I used the following code, to first generate pairwise distance matrices for both distance and time respectively. I produced a table coloc.distance which consisted all the pairs of points less than 500m away from each other. I then selected the rows in which time was less than 7 days. To produce the final table consisting of all the pairs of points for which distance < 500m AND time < 7days.

    raw = read.csv("newraw.csv", header = T)
    library(measurements)
    library(fossil)                                    
    library(data.table)

    raw$Date <- as.Date(raw$Date)                            #formatting date


    a = as.matrix(dist(raw$Date))                              #generate pairwise distance matrix
    m <- as.matrix(earth.dist(raw))                             #pairwise distances

   sep.km <- 0.5                                               #threshold distance

   coloc.distance <- data.table(which(m<sep.km, arr.ind=T))    #choose 
   all pairs for which distance falls under threshold
   setnames(coloc.distance,c("row","col"),c("SD.1","SD.2"))    #adjust names
   coloc.distance <- coloc.distance[SD.1<SD.2,]                #lower triangular matrix
   coloc.distance[,dist:=m[SD.1,SD.2], by="SD.1,SD.2"] 
   coloc.distance[,time:=a[SD.1,SD.2], by="SD.1,SD.2"] 
   killsite <- data.table(id=as.integer(rownames(raw)),raw)
   setkey(coloc.distance,SD.1)
   coloc.distance[killsite,c("long.1","lat.1"):=list(long,lat)]
   setkey(coloc.distance,SD.2)
   coloc.distance[killsite,c("long.2","lat.2"):=list(long,lat)]
   setkey(coloc.distance, SD.1)
   coloc.distance[killsite, "date.1":=list(Date)]
   setkey(coloc.distance, SD.2)
   coloc.distance[killsite,"date.2" :=list(Date)]

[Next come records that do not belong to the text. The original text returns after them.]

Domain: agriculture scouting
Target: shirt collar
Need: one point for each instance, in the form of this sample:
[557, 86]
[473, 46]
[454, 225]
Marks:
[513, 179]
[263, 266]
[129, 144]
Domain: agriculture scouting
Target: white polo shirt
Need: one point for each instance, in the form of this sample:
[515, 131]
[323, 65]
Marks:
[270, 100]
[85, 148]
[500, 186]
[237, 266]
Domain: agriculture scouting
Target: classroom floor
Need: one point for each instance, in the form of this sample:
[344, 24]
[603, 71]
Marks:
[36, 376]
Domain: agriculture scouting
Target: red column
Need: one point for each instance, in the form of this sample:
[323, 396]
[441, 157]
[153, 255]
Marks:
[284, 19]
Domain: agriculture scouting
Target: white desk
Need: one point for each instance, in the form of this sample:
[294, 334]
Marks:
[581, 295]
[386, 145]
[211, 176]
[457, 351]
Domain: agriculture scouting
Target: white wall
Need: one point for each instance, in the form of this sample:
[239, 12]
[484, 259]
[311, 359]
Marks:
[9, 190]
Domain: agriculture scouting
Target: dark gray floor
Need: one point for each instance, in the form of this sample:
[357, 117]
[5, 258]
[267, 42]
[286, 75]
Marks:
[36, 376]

   finalrows <- data.table(which(coloc.distance$time<7, arr.ind = T))

   final <- coloc.distance[finalrows$V1,]
   print(final)

My problem is that I don't just want pairs of recurrent events. In some instances there are more than one or two recurrent events. I need a way to sort pairs with shared points into groups. For example, if my code returns the following pairs -

[1,2][1,3][4,5][6,7][3,8]

the groups I would assign are [1,2,3,8] and [4,5]. Is there a function that would make these groups automatically. It is clear that 8 is also related to 1 and 2 because it is related to 3.

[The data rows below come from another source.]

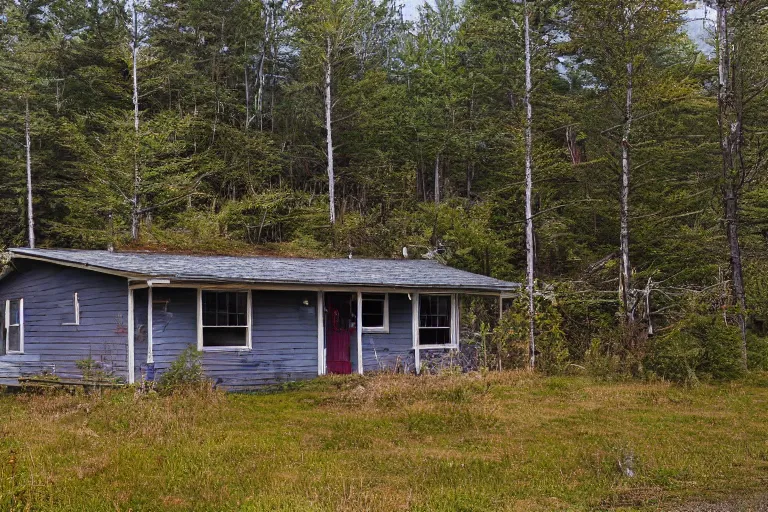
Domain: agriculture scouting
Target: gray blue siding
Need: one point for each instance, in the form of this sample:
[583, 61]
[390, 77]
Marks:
[50, 346]
[284, 338]
[284, 330]
[393, 350]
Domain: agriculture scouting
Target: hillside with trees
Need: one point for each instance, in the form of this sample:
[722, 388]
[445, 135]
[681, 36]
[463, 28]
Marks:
[590, 150]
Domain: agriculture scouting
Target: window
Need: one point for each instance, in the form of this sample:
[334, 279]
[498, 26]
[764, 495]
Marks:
[225, 320]
[435, 320]
[75, 318]
[375, 312]
[14, 326]
[2, 328]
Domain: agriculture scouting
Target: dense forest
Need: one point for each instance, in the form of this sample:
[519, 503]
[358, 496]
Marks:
[338, 127]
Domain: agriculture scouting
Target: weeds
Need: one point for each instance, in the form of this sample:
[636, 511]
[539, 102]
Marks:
[479, 441]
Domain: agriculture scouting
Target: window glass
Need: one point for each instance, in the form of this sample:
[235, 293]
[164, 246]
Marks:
[374, 310]
[73, 318]
[225, 319]
[2, 327]
[14, 312]
[434, 320]
[14, 338]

For the dataframe "final" from the code above, these are the output data that I would hope to recieve

This is the final dataframe generated by the code for the first 50 entries

final <- structure(list(SD.1 = c(3L, 8L, 11L, 33L, 35L, 46L, 44L, 46L, 49L, 47L, 58L), 
                        SD.2 = c(4L, 9L, 12L, 34L, 40L, 49L, 50L, 50L, 50L, 51L, 59L), 
                        dist = c(0.0291582094908988, 0, 0.00388155718182341, 0.00295090125908757, 0.448566716059333, 0.155426365139648, 0.301966362430361, 0.139316330866369, 0.152255819956674, 0.202390901062769, 0.00455334236486617), 
                        time = c(0, 0, 0, 0, 3, 0, 5, 3, 3, 2, 0), 
                        long.1 = c(79.32283, 79.1984, 79.19247, 79.01967, 79.0193, 79.00565, 79.00655, 79.00565, 79.00453, 79.00463, 78.98878), 
                        lat.1 = c(29.39068, 29.25967, 29.25588, 29.35515, 29.37277, 29.36808, 29.36958, 29.36808, 29.36908, 29.33892, 29.40742), 
                        long.2 = c(79.32253, 79.1984, 79.19243, 79.01965, 79.01775, 79.00453, 79.00427, 79.00427, 79.00427, 79.0041, 78.98877), 
                        lat.2 = c(29.3907, 29.25967, 29.25588, 29.35517, 29.37657, 29.36908, 29.36773, 29.36773, 29.36773, 29.34068, 29.40738), 
                        date.1 = structure(c(17141, 16845, 17125, 16975, 16987, 16975,16967, 16975, 16975, 16975, 17156), class = "Date"), 
                        date.2 = structure(c(17141, 16845, 17125, 16975, 16984, 16975, 16972, 16972, 16972, 16977, 17156), class = "Date")), 
                        .Names = c("SD.1", "SD.2", "dist", "time", "long.1", "lat.1", "long.2", "lat.2", "date.1", "date.2"), 
                        sorted = "SD.2", class = c("data.table", "data.frame"), row.names = c(NA, -11L))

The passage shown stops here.